An SDR receipt is not proof of a good outcome.
Validation stack
Static package validation
Always run after edits:
uv run --with pyyaml -- python3 \
codex/skills/.system/skill-creator/scripts/quick_validate.py \
codex/skills/<skill>
Decision-contract validation
When SKDC-v1 exists:
python3 codex/skills/tune/tools/decision_contract_lint.py \
codex/skills/<skill>/references/decision-contract.yaml
Script/test validation
Run every brief-authorized changed script or fixture.
Use representative positive and negative cases.
Behavioral validation
Run the exact named $seq query when supported.
Historical sessions do not retroactively change. Behavioral validation may therefore be:
fixture validation now
future live-query retained
Do not claim future behavior already improved.
Skill Refinement Receipt
Every apply/regression run emits:
skill_refinement_receipt:
receipt_version: SRR-v1
target_skill:
target_kind:
source_evidence:
gap_signature:
expected_delta:
from:
to:
selected_route:
alternatives_rejected: []
files_inspected: []
files_changed: []
clauses_changed: []
metadata_disposition:
regenerated |
updated |
verified_unchanged |
not_present
validation:
static:
contract:
scripts_or_tests:
behavioral:
future_validation_query:
residual_uncertainty: []
gate:
within_boundary: yes | no
expected_delta_addressed: yes | no
validation_passed: yes | no
Do not emit validation_passed: yes when future live evidence is still required.

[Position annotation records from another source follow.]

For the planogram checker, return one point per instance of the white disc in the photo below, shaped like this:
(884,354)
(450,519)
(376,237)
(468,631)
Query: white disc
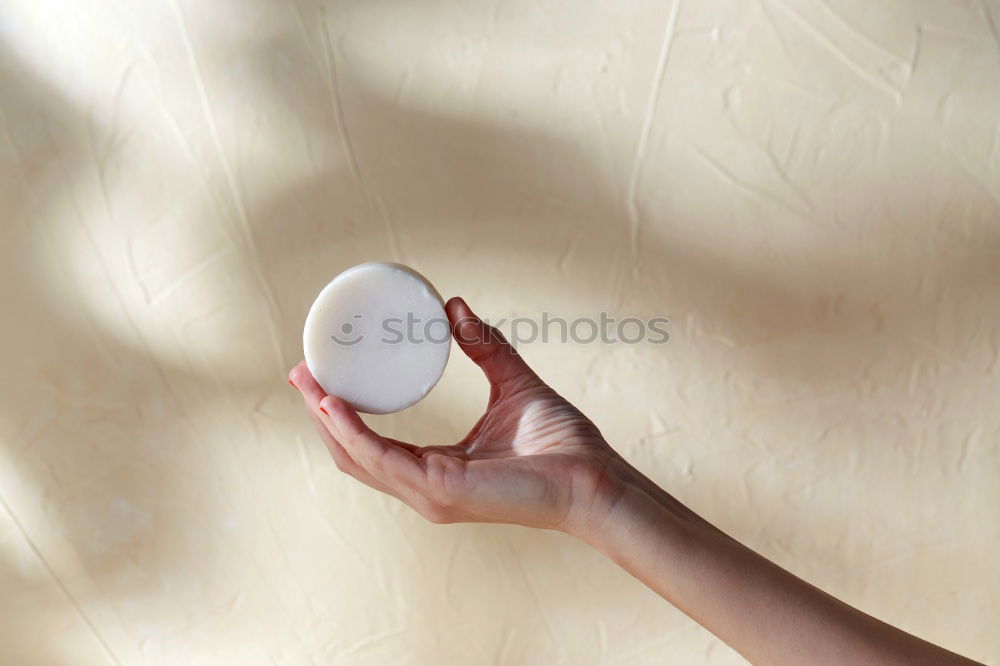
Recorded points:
(378,337)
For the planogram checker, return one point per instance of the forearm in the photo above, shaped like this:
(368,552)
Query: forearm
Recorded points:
(764,612)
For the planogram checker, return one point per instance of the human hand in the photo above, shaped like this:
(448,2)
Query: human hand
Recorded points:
(532,459)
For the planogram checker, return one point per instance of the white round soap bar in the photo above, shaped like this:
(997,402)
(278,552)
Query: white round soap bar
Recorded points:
(378,337)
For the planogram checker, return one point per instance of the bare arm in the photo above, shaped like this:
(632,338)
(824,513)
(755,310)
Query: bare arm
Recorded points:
(764,612)
(533,459)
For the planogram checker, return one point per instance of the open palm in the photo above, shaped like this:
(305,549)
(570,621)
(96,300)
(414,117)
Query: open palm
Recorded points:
(531,459)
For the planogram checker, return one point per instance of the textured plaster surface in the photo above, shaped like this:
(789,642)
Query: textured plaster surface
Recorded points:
(808,189)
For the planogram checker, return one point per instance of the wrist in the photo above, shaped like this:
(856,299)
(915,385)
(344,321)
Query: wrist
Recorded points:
(627,506)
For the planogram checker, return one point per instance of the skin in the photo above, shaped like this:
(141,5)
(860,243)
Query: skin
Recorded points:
(533,459)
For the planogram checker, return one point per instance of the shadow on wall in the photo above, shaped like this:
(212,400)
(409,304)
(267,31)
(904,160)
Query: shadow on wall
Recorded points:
(476,192)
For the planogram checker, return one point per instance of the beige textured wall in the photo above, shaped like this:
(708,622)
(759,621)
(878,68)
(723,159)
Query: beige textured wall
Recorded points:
(810,191)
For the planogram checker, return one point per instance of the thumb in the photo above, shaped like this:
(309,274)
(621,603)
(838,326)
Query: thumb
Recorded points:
(487,347)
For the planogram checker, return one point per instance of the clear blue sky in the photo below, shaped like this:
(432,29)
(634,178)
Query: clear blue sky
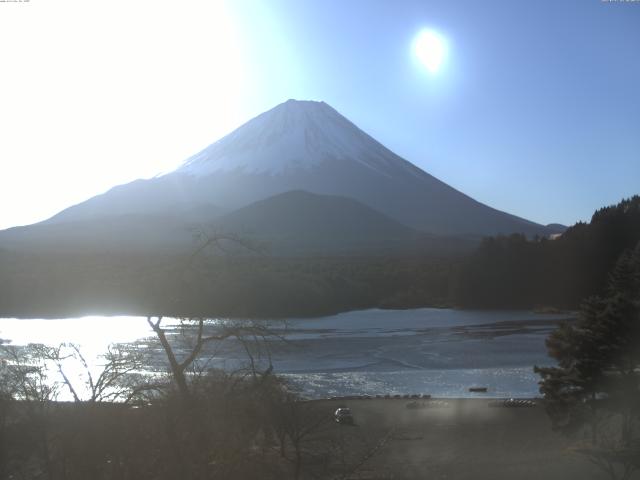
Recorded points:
(536,109)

Use:
static_and_fixture_passed; future_behavior_pending
in the validation detail and preserve the query.
Optional read-only subagents
The parent may supply:
skill_contract_modeler
skill_decision_provenance_auditor
skill_outcome_skeptic
They provide evidence or skepticism only.
They do not edit files.
$refine root remains the sole writer.
Output
Refined:
- Target:
- Target kind:
- Mode:
- Gap signature:
- Expected delta:
- Selected route:
Changed:
- Files:
- Clauses:
- Metadata:
Validation:
- Static:
- Contract:
- Scripts/tests:
- Behavioral:
- Future query:
Receipt:
- SRR-v1:
Residual uncertainty:
Hard rules
$tune diagnoses; $refine optimizes.
- Do not use or modify a system-managed
skill-optimizer.
- Root owns all edits.
- No complete brief, no mutation.
- One dominant intervention per refinement.
- Minimal diff.
- Preserve unrelated work.
- Preserve stable contract IDs.
- No observability artifact without a concrete need.
- Static validation is mandatory.
- Behavioral claims require behavioral evidence.
- Future validation must be named, not implied.